Infant Play with Bottles . . . Maybe Light & Color

“The craving for colour is a natural necessity just as for water and fire. Colour is a raw material indispensable to life. At every era of his existence and his history, the human being has associated colour with his joys, his actions and his pleasures.”
— Frenand Leger, “On Monumentality and Color”, 1943.

Inspired by these glass bottles on the ledge of every classroom in this social constructivist (Reggio Emilia inspired) preschool that I saw on a tour several years back, I made water bottles for the infants I cared for in a group setting at the time. Since then, I have made these for every infant classroom I worked in, and now for my daughters. I used small plastic bottles filled with water and food coloring.
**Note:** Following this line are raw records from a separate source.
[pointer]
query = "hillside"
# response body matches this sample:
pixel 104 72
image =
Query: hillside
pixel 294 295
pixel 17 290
Glass bottles in kitchen area of 3 year-old classroom
Green Bottles Above Kitchen


















As I am almost always fighting to get away from the often default use of exclusively primary colors for children’s playthings, I made these bottles in varying degrees of blue and green.
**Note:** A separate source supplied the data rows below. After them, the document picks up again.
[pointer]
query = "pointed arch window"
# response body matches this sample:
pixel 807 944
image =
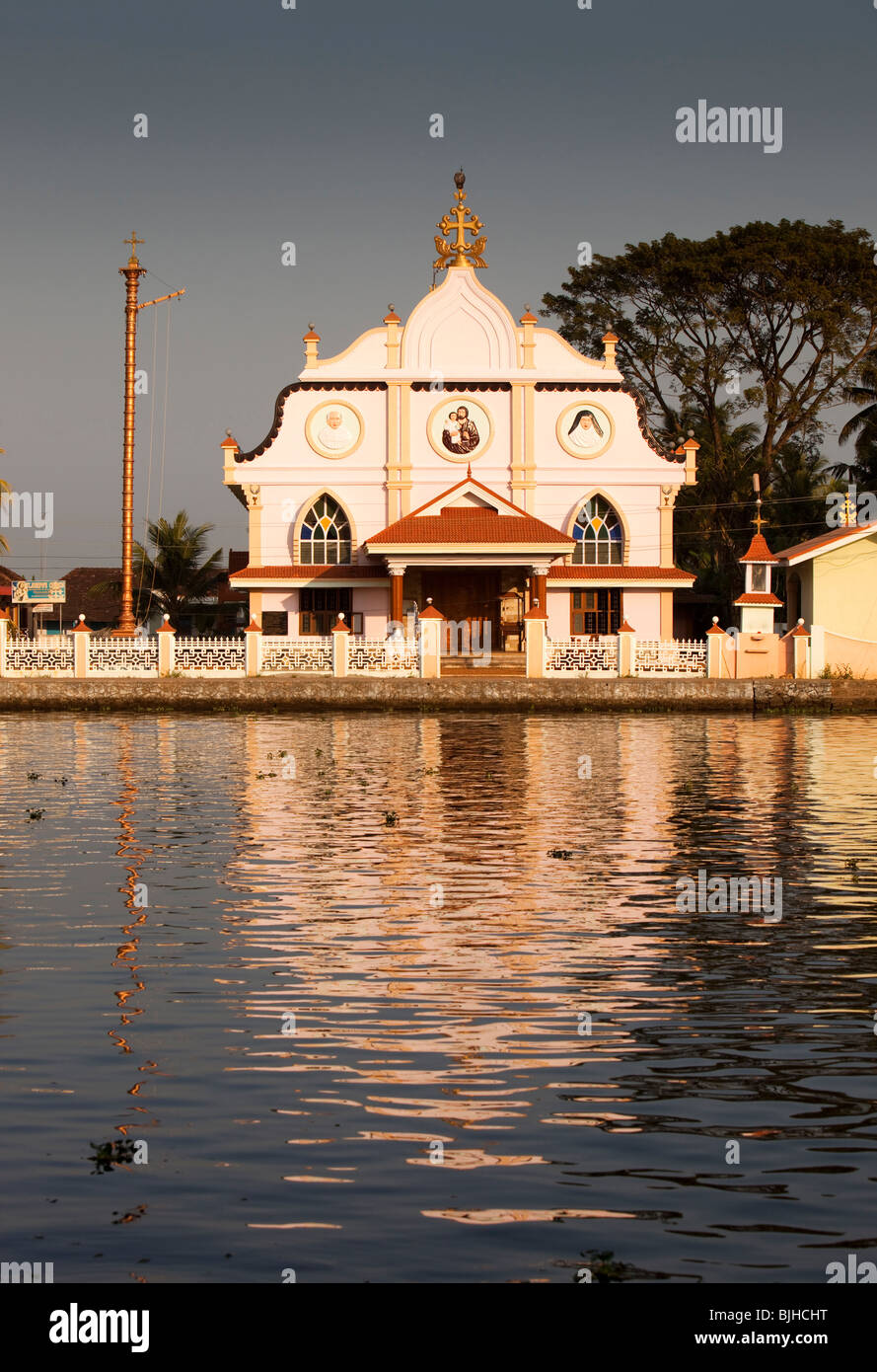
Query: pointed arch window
pixel 325 534
pixel 598 533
When Greysen was a young infant, they were housed on our window sill as a place for light to shine through. As she became older, they came down to the ground for her to manipulate. Now that she is engaging in some pretend play, a few sit atop her kitchen, also in a few more colors, to be ingredients at the ready. Most often they serve their purpose posing as coffee and tea.


Now that Moon is manipulating objects, I have brought some back down to the floor.

I start them in the sunlight whenever possible.

A simple toy with the opportunity for her to notice light, shadow, color, and water.